Не самая длинная речь, но произнесенная со всей страстностью человека, сызмальства упражнявшегося в ораторском искусстве. Уже закончив и склонив голову, затем поднявшись с колен, он увидел, что уже добился желаемого. Опасение на лицах защитников обратилось в отчаяние, они побледнели и боязливо теребили оружие. Они не будут, не смогут ему противостоять.
Он отдал приказ, и, подступив к стене, шестеро воинов принялись рубить жалкий плетень. Через несколько минут в нем появились дыры, а затем он повалился с оглушительным треском. Воины оттащили в сторону обломки, побросали их в неглубокий ров и хором выкрикнули: «Слава святой Магдалине! Слава епископу!» Бросая оружие, защитники один за другим падали на колени, прижимали лбы к земле, а Манлий, осторожно переступая через обломки и камни, чтобы не споткнуться и не испортить эффект, прошел сквозь пролом в город.
— Пойдемте в базилику и вознесем благодарность за это избавление, — вскричал он. — А после я созываю собрание горожан.
Один воин торжественно нес перед ним пустой ларец, и Манлий прошел весь путь до базилики и ощущал настроение толпившихся горожан. Да, он одержал верх, но их сердца не завоевал. Он внушил им благоговейный страх, но надолго ли?

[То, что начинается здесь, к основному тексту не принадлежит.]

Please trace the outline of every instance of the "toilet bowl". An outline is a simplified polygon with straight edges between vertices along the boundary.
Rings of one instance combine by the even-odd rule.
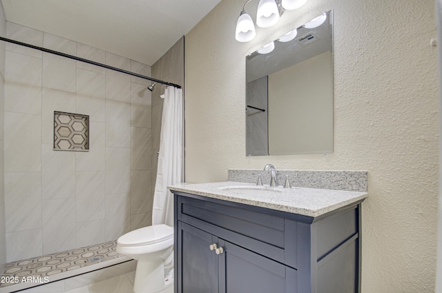
[[[166,263],[173,261],[172,227],[153,225],[125,234],[117,241],[117,252],[137,261],[134,292],[160,293],[173,286],[173,279],[168,272],[172,265]],[[167,267],[169,270],[165,270]]]

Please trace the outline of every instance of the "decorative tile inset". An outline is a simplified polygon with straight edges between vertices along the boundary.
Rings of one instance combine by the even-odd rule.
[[[122,256],[116,251],[117,241],[90,245],[81,248],[57,252],[29,259],[6,263],[5,270],[0,274],[6,279],[14,277],[33,276],[44,279],[63,272],[70,271],[102,261]],[[1,283],[0,287],[14,285],[15,283]]]
[[[54,150],[89,150],[89,116],[54,111]]]

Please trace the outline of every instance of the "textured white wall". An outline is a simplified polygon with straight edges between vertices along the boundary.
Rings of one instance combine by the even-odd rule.
[[[436,49],[430,45],[434,0],[310,0],[240,43],[234,32],[244,3],[222,1],[186,36],[187,181],[224,181],[229,168],[267,163],[367,170],[363,292],[434,292],[439,134]],[[334,152],[247,158],[244,57],[332,9]]]

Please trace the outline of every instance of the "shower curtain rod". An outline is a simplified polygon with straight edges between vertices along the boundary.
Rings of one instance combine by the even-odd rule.
[[[3,37],[0,37],[0,41],[6,41],[6,42],[15,43],[16,45],[20,45],[20,46],[25,46],[25,47],[30,48],[32,48],[32,49],[35,49],[35,50],[39,50],[40,51],[46,52],[47,53],[54,54],[55,55],[61,56],[63,57],[70,58],[71,59],[77,60],[77,61],[79,61],[87,63],[89,63],[89,64],[95,65],[102,67],[102,68],[107,68],[107,69],[110,69],[112,70],[118,71],[118,72],[122,72],[122,73],[126,73],[126,74],[133,75],[134,77],[140,77],[140,78],[144,79],[148,79],[149,81],[153,81],[153,82],[155,82],[155,83],[162,83],[162,84],[165,84],[166,85],[171,85],[171,86],[174,86],[175,88],[181,88],[181,85],[175,84],[175,83],[169,83],[167,81],[162,81],[162,80],[160,80],[160,79],[154,79],[153,77],[146,77],[144,75],[141,75],[141,74],[139,74],[137,73],[131,72],[130,71],[126,71],[126,70],[124,70],[123,69],[119,69],[119,68],[117,68],[115,67],[109,66],[108,65],[102,64],[102,63],[98,63],[98,62],[92,61],[90,60],[84,59],[83,58],[79,58],[79,57],[75,57],[75,56],[69,55],[68,54],[61,53],[60,52],[54,51],[52,50],[46,49],[45,48],[37,47],[36,46],[30,45],[30,44],[26,43],[21,43],[21,42],[19,42],[18,41],[12,40],[12,39],[10,39],[3,38]]]

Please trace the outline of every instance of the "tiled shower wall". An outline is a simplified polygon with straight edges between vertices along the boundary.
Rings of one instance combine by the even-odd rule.
[[[151,75],[148,65],[88,46],[9,22],[6,30],[12,39]],[[151,82],[10,43],[5,79],[6,261],[149,225]],[[88,152],[52,150],[54,111],[89,115]]]
[[[6,21],[3,10],[3,6],[0,5],[0,35],[4,36],[6,32]],[[3,184],[3,105],[4,101],[4,83],[5,83],[5,48],[4,42],[0,42],[0,270],[3,271],[4,264],[6,263],[6,240],[5,238],[5,206],[4,206],[4,184]]]

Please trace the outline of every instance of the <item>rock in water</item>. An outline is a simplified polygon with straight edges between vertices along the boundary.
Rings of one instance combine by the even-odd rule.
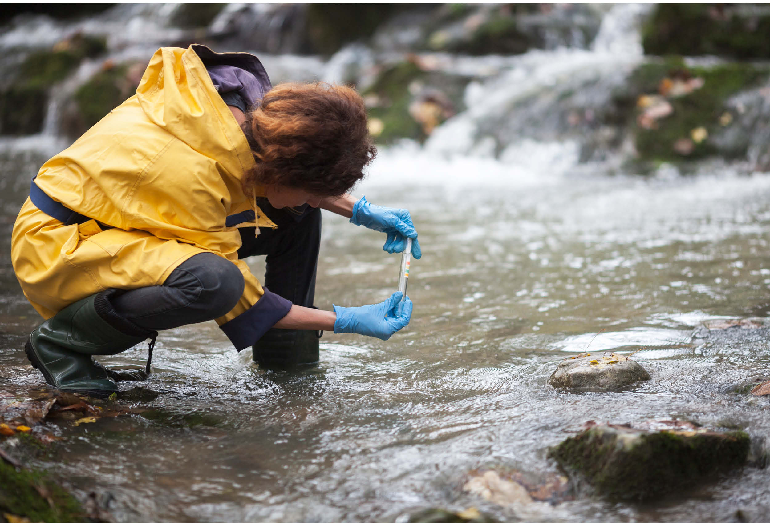
[[[498,523],[497,520],[468,508],[462,512],[450,512],[441,508],[426,508],[413,514],[403,514],[393,523]]]
[[[644,368],[628,356],[604,353],[578,355],[559,364],[548,378],[556,388],[612,390],[650,379]]]
[[[643,500],[740,467],[749,447],[742,431],[716,432],[687,421],[636,427],[589,421],[549,455],[608,498]]]

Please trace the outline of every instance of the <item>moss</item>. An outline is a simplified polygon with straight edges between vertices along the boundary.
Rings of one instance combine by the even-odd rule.
[[[426,508],[409,516],[408,523],[497,523],[494,519],[477,511],[466,511],[469,514],[456,514],[441,508]],[[400,521],[400,518],[398,518]]]
[[[645,129],[635,122],[636,101],[641,95],[655,94],[661,81],[671,75],[700,77],[703,87],[678,98],[668,98],[673,113],[657,121],[657,128]],[[709,135],[721,127],[719,117],[725,111],[725,103],[737,92],[755,87],[770,75],[770,68],[745,63],[726,63],[715,67],[687,68],[681,57],[667,57],[661,61],[645,63],[638,67],[628,80],[629,88],[616,93],[614,103],[618,110],[610,112],[606,123],[628,125],[634,134],[639,159],[643,162],[678,162],[696,159],[720,152],[723,155],[741,157],[745,150],[717,151],[709,140],[695,144],[686,157],[678,153],[674,143],[688,138],[691,132],[704,127]]]
[[[18,77],[0,92],[0,133],[39,132],[48,108],[49,89],[66,78],[85,57],[106,49],[103,38],[78,34],[57,45],[62,48],[30,54],[19,65]]]
[[[724,4],[661,4],[642,28],[644,52],[770,58],[770,10],[754,11]]]
[[[172,22],[183,28],[208,27],[226,4],[179,4],[171,17]]]
[[[223,418],[208,412],[180,414],[156,410],[146,411],[139,415],[145,419],[158,421],[169,427],[177,428],[216,427],[224,422]]]
[[[519,30],[512,15],[498,14],[482,24],[471,37],[467,52],[471,55],[521,55],[535,43]]]
[[[67,78],[82,57],[71,51],[40,51],[28,56],[20,68],[21,85],[27,88],[49,88]]]
[[[424,140],[427,136],[420,124],[409,114],[412,95],[409,85],[423,78],[425,74],[415,64],[403,62],[393,65],[377,78],[364,95],[376,95],[381,107],[369,109],[369,117],[382,120],[383,132],[377,142],[390,143],[400,138]]]
[[[5,3],[0,11],[0,25],[8,22],[17,15],[48,15],[53,18],[69,20],[80,17],[92,16],[106,11],[115,4],[32,4]]]
[[[82,131],[104,118],[132,94],[125,65],[102,71],[78,88],[75,101],[82,120]],[[136,89],[136,86],[133,86]]]
[[[751,445],[742,431],[694,435],[658,431],[641,434],[624,447],[618,441],[621,430],[589,428],[549,455],[611,498],[642,500],[743,465]]]
[[[32,135],[42,128],[48,94],[42,88],[12,86],[0,92],[0,134]]]
[[[45,523],[85,523],[80,503],[42,472],[0,460],[0,511]]]

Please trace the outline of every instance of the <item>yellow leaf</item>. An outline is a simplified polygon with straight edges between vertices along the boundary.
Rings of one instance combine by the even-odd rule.
[[[481,517],[481,513],[475,507],[469,507],[462,512],[457,512],[457,517],[463,519],[478,519]]]
[[[708,138],[708,132],[706,131],[706,128],[705,127],[698,127],[690,132],[690,138],[696,144],[699,144]]]
[[[75,425],[79,425],[81,423],[95,423],[96,418],[93,416],[87,416],[86,418],[81,418],[75,422]]]

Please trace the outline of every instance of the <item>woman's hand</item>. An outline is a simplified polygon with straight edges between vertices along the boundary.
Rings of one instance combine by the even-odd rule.
[[[350,332],[388,339],[406,327],[412,318],[412,301],[407,297],[402,301],[402,295],[401,292],[393,292],[381,303],[363,307],[332,305],[336,314],[334,333]]]
[[[411,238],[412,255],[418,260],[423,255],[417,242],[417,232],[407,209],[373,205],[363,197],[353,205],[350,223],[386,233],[387,239],[383,245],[383,251],[402,252],[407,246],[407,238]]]

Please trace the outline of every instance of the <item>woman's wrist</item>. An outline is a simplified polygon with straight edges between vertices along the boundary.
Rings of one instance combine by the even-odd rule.
[[[333,331],[336,315],[310,307],[292,305],[289,313],[273,325],[276,328],[308,331]]]
[[[353,217],[353,208],[358,198],[351,195],[343,195],[336,198],[325,198],[319,205],[322,209],[331,211],[336,215],[350,218]]]

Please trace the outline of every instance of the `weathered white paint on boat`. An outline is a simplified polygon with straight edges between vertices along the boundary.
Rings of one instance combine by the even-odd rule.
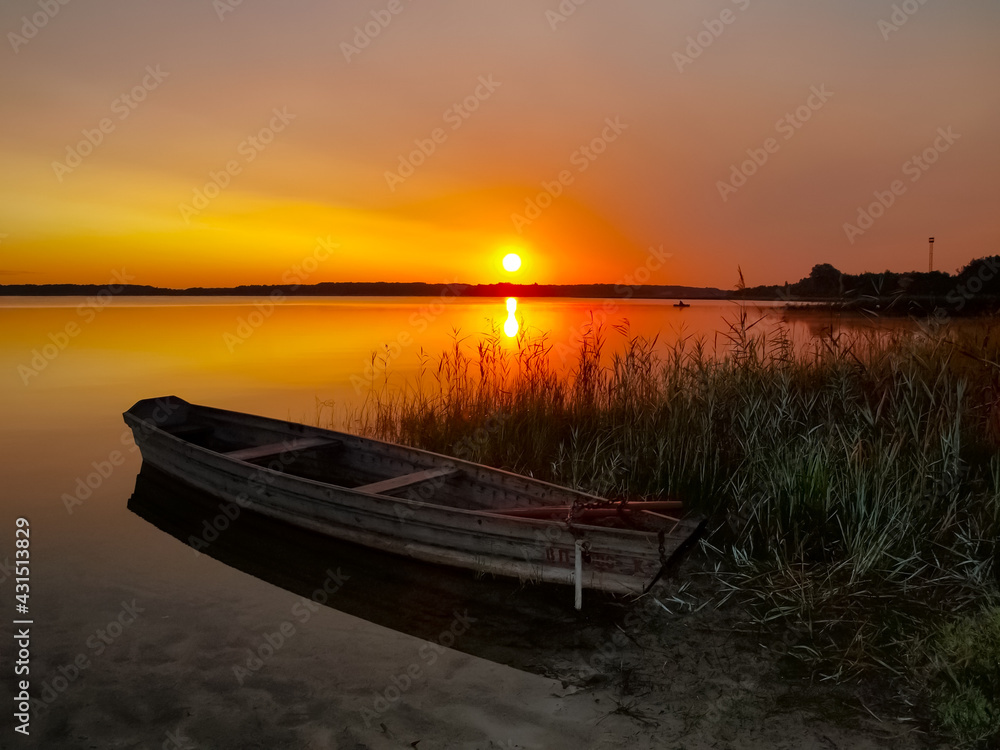
[[[698,528],[654,513],[630,514],[640,529],[524,517],[524,509],[606,501],[428,451],[175,396],[139,401],[124,417],[144,461],[221,501],[375,549],[525,581],[573,584],[579,540],[584,588],[640,593],[661,568],[658,529],[669,556]]]

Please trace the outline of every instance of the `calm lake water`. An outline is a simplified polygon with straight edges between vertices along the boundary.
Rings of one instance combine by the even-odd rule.
[[[609,325],[627,319],[633,333],[659,334],[665,343],[690,335],[713,341],[737,313],[728,303],[672,305],[530,299],[519,301],[515,317],[519,326],[571,346],[592,313]],[[751,316],[763,316],[762,326],[785,318],[766,305]],[[214,554],[196,554],[177,537],[198,529],[205,516],[192,508],[204,498],[188,498],[154,477],[140,482],[147,490],[130,508],[141,460],[121,413],[139,399],[174,394],[315,423],[318,400],[357,403],[356,384],[370,376],[373,350],[388,344],[392,377],[405,379],[419,352],[436,356],[454,330],[474,335],[507,318],[502,299],[295,299],[273,306],[233,298],[0,300],[0,620],[7,629],[15,617],[10,563],[15,521],[25,517],[31,695],[46,699],[31,737],[7,733],[0,746],[105,747],[114,740],[120,747],[166,747],[172,731],[201,747],[305,746],[309,732],[325,737],[333,725],[348,727],[339,740],[347,742],[356,738],[351,727],[357,736],[370,729],[364,709],[374,710],[373,696],[384,696],[409,663],[428,674],[411,696],[378,712],[379,721],[392,726],[413,701],[428,700],[420,697],[427,691],[461,705],[464,694],[449,693],[448,685],[475,682],[472,667],[448,651],[440,657],[446,671],[431,674],[421,651],[453,628],[455,612],[468,604],[447,593],[451,584],[435,583],[435,593],[421,598],[418,584],[426,581],[387,581],[393,573],[383,575],[357,550],[309,551],[309,537],[289,532],[273,540],[268,528],[249,522]],[[821,314],[785,321],[798,340],[830,322]],[[620,336],[609,330],[608,341],[618,346]],[[397,574],[399,567],[390,565]],[[303,609],[303,596],[323,587],[337,591],[332,606]],[[379,606],[369,615],[365,600],[372,599]],[[476,606],[492,611],[488,619],[513,640],[473,628],[478,635],[463,636],[456,648],[523,666],[517,646],[525,618],[504,619],[509,602],[494,610],[488,602]],[[545,612],[544,602],[531,606]],[[545,615],[550,625],[566,616],[561,607]],[[283,623],[294,632],[268,656]],[[0,648],[0,679],[8,687],[11,642],[5,637]],[[246,667],[248,659],[259,668]],[[481,699],[469,700],[478,710]],[[250,714],[263,717],[261,726],[247,728]],[[10,721],[3,726],[8,732]],[[251,731],[259,745],[247,744]],[[317,742],[338,746],[329,737]]]

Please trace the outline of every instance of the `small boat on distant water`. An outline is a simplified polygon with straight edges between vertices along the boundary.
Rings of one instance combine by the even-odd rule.
[[[649,590],[704,521],[616,503],[319,427],[144,399],[124,414],[148,462],[220,500],[425,562],[619,594]]]

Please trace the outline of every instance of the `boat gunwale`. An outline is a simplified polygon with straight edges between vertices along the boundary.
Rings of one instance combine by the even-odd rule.
[[[283,483],[284,482],[305,483],[307,485],[314,486],[314,487],[316,487],[318,489],[334,490],[336,492],[348,493],[348,494],[354,495],[354,496],[356,496],[358,498],[372,498],[372,499],[376,499],[376,500],[379,500],[379,501],[390,501],[390,502],[392,502],[393,504],[396,504],[396,505],[398,505],[398,504],[405,504],[406,507],[409,507],[409,508],[426,508],[428,510],[442,511],[442,512],[445,512],[445,513],[457,513],[459,515],[468,516],[470,518],[482,518],[482,517],[485,516],[485,517],[489,518],[492,521],[505,521],[505,522],[509,522],[509,523],[513,524],[515,527],[520,526],[520,527],[526,528],[526,529],[530,529],[530,528],[542,528],[542,529],[544,529],[544,528],[550,528],[550,527],[553,527],[553,526],[558,527],[558,528],[563,529],[563,530],[581,529],[581,530],[586,530],[586,531],[589,531],[589,532],[594,532],[594,533],[603,535],[603,536],[605,536],[607,538],[619,537],[623,541],[627,541],[630,538],[632,540],[642,540],[642,541],[651,541],[651,540],[654,540],[655,541],[657,539],[657,537],[659,536],[659,532],[658,531],[641,531],[641,530],[638,530],[638,529],[619,529],[619,528],[611,528],[611,527],[607,527],[607,526],[594,526],[594,525],[585,524],[585,523],[567,524],[566,521],[564,521],[564,520],[558,520],[558,519],[537,519],[537,518],[524,518],[524,517],[519,517],[519,516],[508,516],[508,515],[505,515],[502,511],[497,511],[497,510],[493,510],[493,511],[491,511],[491,510],[472,510],[472,509],[467,509],[467,508],[454,507],[454,506],[450,506],[450,505],[441,505],[439,503],[432,503],[432,502],[427,502],[427,501],[424,501],[424,500],[412,500],[410,498],[405,498],[405,499],[404,498],[397,498],[397,497],[393,497],[391,495],[379,495],[379,494],[376,494],[376,493],[360,492],[360,491],[357,491],[357,490],[355,490],[355,489],[353,489],[351,487],[341,487],[340,485],[333,484],[331,482],[323,482],[323,481],[319,481],[319,480],[316,480],[316,479],[310,479],[308,477],[300,477],[300,476],[297,476],[297,475],[294,475],[294,474],[289,474],[289,473],[284,472],[284,471],[279,471],[279,470],[276,470],[276,469],[271,469],[271,468],[269,468],[267,466],[261,466],[259,464],[254,464],[254,463],[251,463],[250,461],[243,461],[241,459],[232,458],[232,457],[226,456],[226,454],[223,453],[223,452],[215,451],[215,450],[212,450],[211,448],[206,448],[205,446],[198,445],[197,443],[191,442],[190,440],[187,440],[187,439],[185,439],[185,438],[183,438],[181,436],[174,435],[174,434],[170,433],[168,430],[163,429],[163,426],[158,425],[158,424],[156,424],[154,422],[151,422],[151,421],[147,421],[145,418],[143,418],[143,417],[141,417],[141,416],[139,416],[139,415],[137,415],[136,413],[133,412],[133,410],[139,404],[146,403],[146,402],[154,402],[155,403],[157,401],[163,401],[165,399],[175,400],[175,401],[180,402],[180,403],[182,403],[182,404],[184,404],[184,405],[186,405],[186,406],[188,406],[188,407],[190,407],[191,409],[194,409],[194,410],[207,411],[207,412],[211,412],[211,413],[215,413],[215,414],[220,414],[220,415],[225,415],[225,416],[229,416],[229,417],[236,417],[237,421],[244,421],[244,422],[246,422],[248,420],[249,421],[258,420],[258,421],[263,421],[263,422],[270,422],[270,423],[275,424],[275,425],[284,425],[286,427],[289,426],[289,425],[292,425],[292,426],[295,426],[296,428],[304,428],[306,430],[315,431],[315,432],[322,433],[322,434],[325,434],[325,435],[333,435],[333,436],[336,436],[338,439],[344,439],[344,438],[346,438],[349,441],[361,441],[362,443],[364,443],[364,442],[374,443],[374,444],[377,444],[379,446],[383,446],[385,448],[388,448],[390,450],[393,450],[393,449],[396,449],[396,450],[403,449],[405,451],[414,451],[414,452],[416,452],[418,454],[422,454],[422,455],[428,456],[428,457],[433,458],[433,459],[437,459],[437,460],[441,460],[441,461],[445,461],[445,462],[452,462],[452,463],[461,464],[463,466],[467,466],[467,467],[470,467],[470,468],[475,469],[475,470],[480,470],[480,471],[485,470],[485,471],[490,472],[490,473],[496,473],[496,474],[500,475],[501,479],[511,479],[511,480],[515,480],[515,481],[523,481],[523,482],[527,482],[529,484],[534,484],[536,486],[541,486],[541,487],[546,488],[546,489],[556,490],[557,492],[560,492],[560,493],[569,493],[569,494],[575,495],[577,497],[586,498],[586,499],[588,499],[590,501],[598,501],[598,502],[600,502],[602,504],[613,503],[613,501],[609,501],[607,498],[602,498],[602,497],[600,497],[598,495],[591,495],[591,494],[586,493],[586,492],[580,492],[579,490],[574,490],[574,489],[571,489],[571,488],[568,488],[568,487],[563,487],[561,485],[553,484],[552,482],[546,482],[546,481],[541,480],[541,479],[535,479],[534,477],[526,477],[526,476],[523,476],[521,474],[515,474],[513,472],[506,471],[504,469],[497,469],[497,468],[494,468],[492,466],[486,466],[484,464],[477,464],[477,463],[475,463],[473,461],[467,461],[467,460],[461,459],[461,458],[453,458],[451,456],[445,456],[443,454],[434,453],[433,451],[424,450],[422,448],[413,448],[411,446],[404,446],[404,445],[399,445],[399,444],[396,444],[396,443],[390,443],[390,442],[387,442],[387,441],[378,440],[376,438],[369,438],[369,437],[364,437],[364,436],[361,436],[361,435],[353,435],[351,433],[346,433],[346,432],[338,432],[337,430],[328,430],[328,429],[323,428],[323,427],[312,426],[312,425],[305,425],[305,424],[302,424],[301,422],[291,422],[291,421],[288,421],[288,420],[276,419],[274,417],[265,417],[265,416],[262,416],[262,415],[247,414],[245,412],[232,411],[232,410],[229,410],[229,409],[220,409],[220,408],[213,407],[213,406],[203,406],[201,404],[192,404],[192,403],[190,403],[188,401],[185,401],[184,399],[181,399],[181,398],[179,398],[177,396],[161,397],[161,398],[158,398],[158,399],[141,399],[140,401],[136,402],[136,404],[134,404],[133,406],[131,406],[122,415],[126,419],[126,421],[128,421],[129,419],[132,419],[132,420],[135,420],[135,421],[138,421],[138,422],[142,423],[142,425],[143,425],[142,429],[143,429],[144,432],[148,433],[149,431],[155,431],[155,432],[157,432],[157,433],[159,433],[161,435],[165,435],[166,437],[170,438],[173,441],[176,441],[179,445],[187,446],[188,448],[194,449],[194,450],[196,450],[198,452],[209,454],[210,456],[217,457],[218,459],[222,459],[223,461],[225,461],[227,463],[233,463],[233,464],[242,465],[242,466],[246,466],[246,467],[252,467],[253,469],[256,470],[256,472],[266,472],[269,475],[272,475],[272,476],[274,476],[276,478],[281,479]],[[185,420],[185,421],[187,421],[187,420]],[[132,425],[129,424],[129,426],[131,427]],[[141,449],[142,446],[140,445],[139,447]],[[310,449],[307,449],[307,450],[316,450],[318,448],[319,447],[317,447],[317,448],[310,448]],[[329,498],[327,498],[327,501],[330,502],[331,500]],[[332,502],[336,502],[336,501],[333,500]],[[543,507],[544,508],[545,506],[542,505],[542,506],[539,506],[539,507]],[[381,515],[381,513],[378,513],[378,515]],[[673,528],[672,531],[665,532],[665,533],[667,534],[668,537],[673,537],[673,536],[677,536],[678,535],[678,531],[680,531],[680,535],[684,535],[686,537],[688,534],[690,534],[690,532],[688,532],[688,534],[684,534],[683,529],[685,527],[687,527],[687,526],[690,526],[690,527],[694,528],[694,527],[697,526],[697,524],[698,524],[698,522],[695,521],[695,520],[687,519],[687,518],[682,518],[678,522],[678,524],[674,526],[674,528]]]

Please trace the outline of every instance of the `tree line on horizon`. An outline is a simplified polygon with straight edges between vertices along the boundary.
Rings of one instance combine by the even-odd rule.
[[[882,271],[851,274],[830,263],[818,263],[795,283],[744,287],[735,293],[743,299],[778,299],[839,302],[909,302],[920,306],[948,304],[982,310],[1000,301],[1000,255],[977,258],[956,273],[946,271]]]

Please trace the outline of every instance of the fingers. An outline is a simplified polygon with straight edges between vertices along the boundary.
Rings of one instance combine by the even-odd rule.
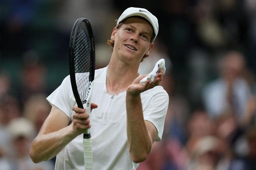
[[[72,110],[77,113],[84,113],[85,112],[85,110],[84,109],[79,108],[77,106],[74,106],[72,107]]]

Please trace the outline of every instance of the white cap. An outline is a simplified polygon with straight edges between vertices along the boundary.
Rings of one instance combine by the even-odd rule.
[[[117,20],[117,25],[120,22],[128,17],[133,16],[139,16],[144,18],[151,24],[153,28],[154,29],[155,36],[153,41],[156,39],[157,34],[158,33],[158,21],[157,17],[155,17],[153,14],[145,8],[134,8],[130,7],[128,8],[123,12],[122,15],[119,17]]]
[[[31,138],[34,135],[32,122],[23,117],[17,117],[12,120],[8,124],[7,129],[12,139],[20,136]]]

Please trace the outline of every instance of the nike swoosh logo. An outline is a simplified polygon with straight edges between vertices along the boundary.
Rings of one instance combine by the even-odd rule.
[[[139,11],[140,11],[140,12],[147,12],[148,14],[150,14],[148,12],[147,12],[145,11],[143,11],[141,9],[140,9],[140,10],[139,10]]]

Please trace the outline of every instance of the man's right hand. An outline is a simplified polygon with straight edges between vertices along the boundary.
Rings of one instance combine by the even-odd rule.
[[[98,107],[97,104],[92,103],[91,104],[91,111],[92,109]],[[84,129],[91,127],[90,124],[90,115],[85,113],[85,110],[79,108],[77,106],[72,107],[72,109],[75,111],[73,115],[73,120],[72,122],[72,127],[74,134],[79,135],[83,132]]]

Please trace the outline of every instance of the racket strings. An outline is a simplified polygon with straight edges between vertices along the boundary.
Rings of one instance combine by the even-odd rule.
[[[86,102],[90,82],[90,72],[91,55],[91,39],[87,30],[85,23],[82,22],[79,26],[75,38],[74,48],[75,78],[78,93],[82,103]]]

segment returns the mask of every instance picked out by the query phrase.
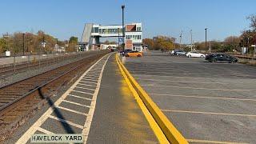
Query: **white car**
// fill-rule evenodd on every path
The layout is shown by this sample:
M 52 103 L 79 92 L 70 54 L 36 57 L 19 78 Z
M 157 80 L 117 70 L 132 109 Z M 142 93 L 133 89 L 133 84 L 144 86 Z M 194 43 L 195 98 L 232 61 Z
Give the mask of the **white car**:
M 196 51 L 190 51 L 186 54 L 188 58 L 206 58 L 206 55 Z

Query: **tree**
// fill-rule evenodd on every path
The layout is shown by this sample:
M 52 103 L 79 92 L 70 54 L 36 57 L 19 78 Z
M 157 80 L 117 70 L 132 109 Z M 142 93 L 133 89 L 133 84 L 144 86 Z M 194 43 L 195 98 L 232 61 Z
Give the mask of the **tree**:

Оливье услышал шум, еще лежа рядом с Пизано на тюфяке. Собственно, шум его разбудил. Итальянец мирно храпел, но Оливье спал урывками: дурное настроение гнало сон. Рев толпы, приглушенный расстоянием, окончательно его разбудил, но он продолжал лежать, гадая, что бы это могло быть. Наконец он все же встал и, спотыкаясь, спустился вниз набрать воды из колодца, а также посмотреть, не осталось ли с вечера хлеба или похлебки.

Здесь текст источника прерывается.